Apart from this, there is the usual blah about how social networking is changing, and will continue to change the way organizations interact, how organizations are interacting with their customers in a totally new way, and how this can fuel innovation ... Let me not dwell on this for too long, at the risk of falling asleep, and I am sure you would also have read ad nauseum about this.

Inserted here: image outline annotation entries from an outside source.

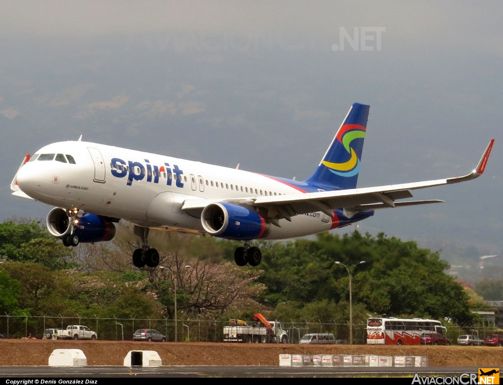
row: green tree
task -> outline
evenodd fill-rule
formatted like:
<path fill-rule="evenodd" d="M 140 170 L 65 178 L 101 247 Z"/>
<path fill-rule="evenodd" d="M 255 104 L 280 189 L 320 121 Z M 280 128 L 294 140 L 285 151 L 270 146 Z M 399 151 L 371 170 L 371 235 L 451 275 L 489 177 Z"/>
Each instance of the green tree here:
<path fill-rule="evenodd" d="M 11 278 L 7 270 L 0 269 L 0 313 L 8 314 L 18 308 L 21 291 L 21 283 Z"/>

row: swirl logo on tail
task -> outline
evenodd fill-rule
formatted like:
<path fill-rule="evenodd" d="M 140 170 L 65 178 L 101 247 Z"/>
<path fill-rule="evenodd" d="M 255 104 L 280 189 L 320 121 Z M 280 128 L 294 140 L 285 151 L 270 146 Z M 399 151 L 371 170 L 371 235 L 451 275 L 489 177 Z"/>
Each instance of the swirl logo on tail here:
<path fill-rule="evenodd" d="M 349 159 L 342 163 L 322 161 L 331 173 L 342 177 L 353 177 L 360 171 L 360 160 L 356 151 L 351 147 L 351 143 L 356 139 L 364 138 L 365 127 L 358 124 L 346 124 L 341 127 L 336 138 L 344 146 L 349 155 Z"/>

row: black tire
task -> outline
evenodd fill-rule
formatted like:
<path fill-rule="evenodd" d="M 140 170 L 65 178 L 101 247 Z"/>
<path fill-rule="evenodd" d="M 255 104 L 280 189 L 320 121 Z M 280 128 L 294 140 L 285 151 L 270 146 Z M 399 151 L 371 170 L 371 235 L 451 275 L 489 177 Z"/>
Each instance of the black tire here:
<path fill-rule="evenodd" d="M 141 249 L 137 249 L 133 253 L 133 264 L 139 268 L 145 266 L 144 255 Z"/>
<path fill-rule="evenodd" d="M 238 266 L 244 266 L 248 263 L 246 257 L 244 256 L 244 247 L 238 247 L 234 252 L 234 261 Z"/>
<path fill-rule="evenodd" d="M 160 260 L 159 253 L 155 249 L 149 249 L 145 252 L 145 263 L 149 267 L 155 267 Z"/>
<path fill-rule="evenodd" d="M 71 236 L 70 237 L 70 244 L 75 247 L 78 245 L 78 237 L 77 236 Z"/>
<path fill-rule="evenodd" d="M 260 264 L 262 260 L 262 253 L 258 247 L 250 247 L 248 249 L 248 263 L 252 266 L 257 266 Z"/>

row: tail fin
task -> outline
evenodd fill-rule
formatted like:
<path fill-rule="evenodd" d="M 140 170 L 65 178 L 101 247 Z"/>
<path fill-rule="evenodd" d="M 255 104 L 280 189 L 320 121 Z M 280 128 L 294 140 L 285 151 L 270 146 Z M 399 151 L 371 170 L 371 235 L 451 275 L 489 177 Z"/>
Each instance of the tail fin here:
<path fill-rule="evenodd" d="M 314 173 L 306 182 L 323 190 L 356 187 L 370 106 L 354 103 Z"/>

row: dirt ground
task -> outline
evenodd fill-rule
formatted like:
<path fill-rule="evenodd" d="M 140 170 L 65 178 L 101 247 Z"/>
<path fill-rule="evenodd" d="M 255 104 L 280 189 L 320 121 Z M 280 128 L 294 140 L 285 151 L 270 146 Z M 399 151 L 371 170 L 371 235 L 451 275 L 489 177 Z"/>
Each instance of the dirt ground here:
<path fill-rule="evenodd" d="M 154 350 L 163 365 L 273 365 L 279 355 L 345 354 L 421 356 L 430 366 L 503 367 L 503 348 L 332 345 L 325 346 L 227 343 L 135 342 L 109 341 L 0 340 L 0 366 L 48 364 L 56 349 L 79 349 L 88 365 L 122 365 L 131 350 Z"/>

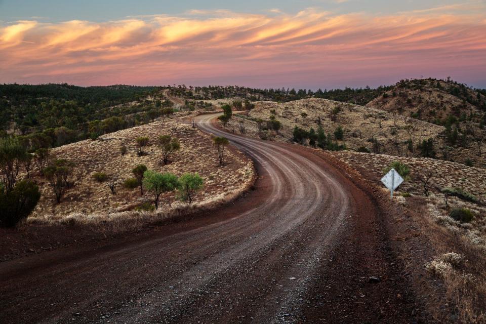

There is also a nice post by Bill Ives about Letting Facebook and MySpace into the Enterprise where he is looking at the result of a survey which seems to have concluded that more companies are not blocking social networks because they have other issues to resolve, and this might come later. This isnt something I can quite agree with ... This was being said of the internet too, and look where we are. The point that Darin Stahl seems to be missing out is that a. social networking need not necessarily be only outside the organization, but that can add a lot of value within the organization, especially in the large, geographically organizations, and b. social networks would, in all likelihood, get slowly integrated into business processes, changing them from the way we see them today. I have written about this here. Add to this cauldron the idea of virtual worlds, and the entire potion can become quite interesting. Social networks have, and are, changing the principles of the who, why, where of social interactions (we are today interacting with people, sharing thoughts, ideas, issues, solutions, etc., with people whome we didnt even know till the other day), and knowledge seeking, and sharing, while virtual worlds can change the mechanics, or the very way we interact, or seek and share knowledge, bringing in the richness and the spontaneity that is inherent in them.


Emily said...

I really like your coverage of the every changing social sphere because of socian networking. You're right, Facebook (and social networking in general) has revolutionized social interactions within many demographics. Thanks for mentioning Fuser. We're excited about our ability to bring this new social world together with other forms of digital communications!


Atul said...

Actually, Dave told me about Fuser. And, must say, I quite like the tool, though I am not exactly a heavy user as of now. Will probably write about Fuser soon.

Paulplot said...

i agree that people's social and business lives are increasingly merging. more so for small businesses than big though. but we are still the "hype" phase of the hype cycle and there will be a shake-out and then finally there will be the sites which become a part of our life like google has.

Atul said...

Quite agree with you, Jessie ... the shape of web 2.0 when the dust has settled, in my opinion, would be quite different from what we see it today ... and, I think it should be so, too ... More of an evolutionary process, rather than a static technology definition!